Is it possible to fully understand Gödel's incompleteness theorem in 15 minutes?
Of course not! But amazingly enough, 15 minutes are enough to understand one of the key ideas behind its proof. Prof. Marcus du Sautoy, mathematician at Oxford University, managed to explain in this short Numberphile video what Gödel numbers are and how they show the way towards proving that any system of axioms is incomplete.
The first time I heard about Gödel's incompleteness theorem was during my undergraduate studies in mathematics, during an introductory course in mathematical logic. I still remember that when we asked the lecturer to tell us about this theorem the response was that it is too complicated to discuss in detail. But was it really so complicated that not even the basic ideas behind it could be discussed during such an introductory course?
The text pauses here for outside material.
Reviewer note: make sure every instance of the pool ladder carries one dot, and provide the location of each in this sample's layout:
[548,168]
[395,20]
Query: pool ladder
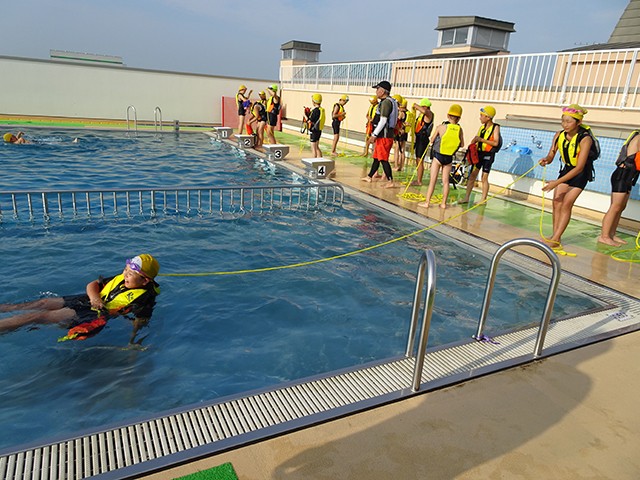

Many times mathematicians are reluctant to explain their own work because of the technicalities that accompany their work. Trying to figure out which technicalities are essential is definitely not an easy task, but also not an impossible one. On the other hand, when trying to write an article aiming at popularizing some aspect or result from mathematics we tend to use allegories in order to make the explanation more accessible. The general tendency is to try and reduce the actual math, which for me is similar to trying to learn a sport without actually practicing it. The same happens with math, you can't learn math by only watching a video, you have to try it out with pen and paper. But sometimes a video can give you the right intuition and motivation to start exploring the math.
This Numberphile video, and also a much more detailed and elaborate video made by Veritasium, prove that it is indeed possible to explain some ideas from Gödel's work without needing all the formal details. The amazing is that they don't rely on some allegory or vague simplification, but they show the actual mathematical method Gödel developed! Showing the actual math makes it much more fun to watch.
Of course to get a deep understanding of Gödel's work much more effort is needed. Watching these videos gave me some confidence and motivation to read further on Gödel's work and work out some examples of Gödel-numbers on my own. A good starting point is maybe the book "On Formally Undecidable Propositions of Principia Mathematica and Related Systems" by Dover publications.
I want to conclude this short post with something I read in a translation of Gödel's article, written by Prof. Richard Bevan Braithwaite:
"Gödel’s novel metamathematical method is that of attaching numbers to the signs, to the series of signs (formulae) and to the series of series of signs (‘proof-schemata’) which occur in his formal system. Just as Descartes invented co-ordinate geometry by assigning number-pairs to the points of plane Euclidean geometry, so Gödel invented what might be called co-ordinate metamathematics by assigning numbers to the basic signs, series of basic signs, series of series of basic signs (all of which I shall for convenience lump together under the generic term string) which form an essential part of the subject-matter of metamathematics. Descartes proved geometrical theorems about points by proving algebraic theorems about numbers; Gödel established metamathematical results about the strings of his formal system by considering numbers coordinated with the strings."